PANDA: Empowering Small Language Models for Proactive Dialogue Through Agent-Based Synthesis (Student Abstract)
Abstract
Abstract Proactive dialogue systems, which are designed to guide conversations toward predetermined goals. However, contemporary LLMs predominantly function as passive assistants, mechanically executing human instructions. A key challenge contributing to this limitation is the inherent difficulty in acquiring and annotating high-quality training data for proactive dialogue.
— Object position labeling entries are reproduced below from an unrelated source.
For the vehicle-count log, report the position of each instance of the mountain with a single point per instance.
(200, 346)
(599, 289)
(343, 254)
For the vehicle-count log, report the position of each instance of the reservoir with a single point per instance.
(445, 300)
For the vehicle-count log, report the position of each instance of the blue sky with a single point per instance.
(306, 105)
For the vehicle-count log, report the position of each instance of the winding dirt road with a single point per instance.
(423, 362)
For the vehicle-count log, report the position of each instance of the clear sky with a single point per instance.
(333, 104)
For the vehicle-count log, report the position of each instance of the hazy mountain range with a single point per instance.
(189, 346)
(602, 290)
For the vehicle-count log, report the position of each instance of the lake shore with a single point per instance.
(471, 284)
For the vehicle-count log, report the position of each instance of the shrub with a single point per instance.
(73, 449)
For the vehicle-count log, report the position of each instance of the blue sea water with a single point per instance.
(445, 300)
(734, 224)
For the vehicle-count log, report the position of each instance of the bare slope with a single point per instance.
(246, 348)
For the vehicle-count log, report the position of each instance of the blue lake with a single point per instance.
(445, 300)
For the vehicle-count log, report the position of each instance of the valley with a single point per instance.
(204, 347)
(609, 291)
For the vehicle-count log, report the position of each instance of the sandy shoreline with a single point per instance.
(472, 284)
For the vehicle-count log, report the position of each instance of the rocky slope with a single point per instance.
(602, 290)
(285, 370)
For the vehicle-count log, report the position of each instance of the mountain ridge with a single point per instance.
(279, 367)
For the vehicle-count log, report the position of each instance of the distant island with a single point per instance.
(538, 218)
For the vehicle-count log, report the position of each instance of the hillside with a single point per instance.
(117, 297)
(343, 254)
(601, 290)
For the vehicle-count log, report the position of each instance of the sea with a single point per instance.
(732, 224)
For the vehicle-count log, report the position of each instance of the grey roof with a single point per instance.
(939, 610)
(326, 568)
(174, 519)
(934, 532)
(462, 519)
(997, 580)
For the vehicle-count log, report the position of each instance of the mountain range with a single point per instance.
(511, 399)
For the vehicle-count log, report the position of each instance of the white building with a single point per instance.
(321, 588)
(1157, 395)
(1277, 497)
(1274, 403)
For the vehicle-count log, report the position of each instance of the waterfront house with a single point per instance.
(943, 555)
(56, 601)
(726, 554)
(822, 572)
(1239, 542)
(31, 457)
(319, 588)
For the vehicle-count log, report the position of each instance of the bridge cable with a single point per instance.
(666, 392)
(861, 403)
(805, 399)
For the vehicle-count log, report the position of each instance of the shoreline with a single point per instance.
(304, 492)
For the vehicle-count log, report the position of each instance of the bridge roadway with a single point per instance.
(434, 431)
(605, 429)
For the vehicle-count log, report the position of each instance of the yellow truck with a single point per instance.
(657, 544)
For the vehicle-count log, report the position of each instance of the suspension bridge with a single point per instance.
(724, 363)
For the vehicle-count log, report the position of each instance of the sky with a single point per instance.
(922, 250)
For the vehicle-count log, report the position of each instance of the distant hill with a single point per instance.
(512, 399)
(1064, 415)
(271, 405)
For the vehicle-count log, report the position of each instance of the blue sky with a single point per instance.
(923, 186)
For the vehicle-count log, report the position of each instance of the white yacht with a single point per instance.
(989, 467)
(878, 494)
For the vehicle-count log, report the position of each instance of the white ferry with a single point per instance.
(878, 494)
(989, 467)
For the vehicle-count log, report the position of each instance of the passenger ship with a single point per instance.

Consequently, the scarcity of such data results in a notable deficiency in the proactive conversational capabilities of current LLMs.In this paper, we introduce PANDA (Proactive Agent-based Negotiation Dialogue Augmentation), a method designed to generate accurate, complex, and diverse proactive dialogue data for a challenging task—financial dispute mediation—where a LLM acts as the mediator. PANDA leverages a novel self-evolving synthesis process to manage a pool of user profiles and generate dialogues through structured interactions between multiple LLM-driven agents. To ensure data fidelity, we propose a comprehensive evaluation framework and build a two-level validation system combining automated and expert human verification. Our experiments demonstrate that an 8B-parameter model, trained on our synthesized dataset, achieves state-of-the-art results in the task's evaluation framework. Its performance rivals top closed-source models guided by heavily engineered prompts, even when provided with only essential information.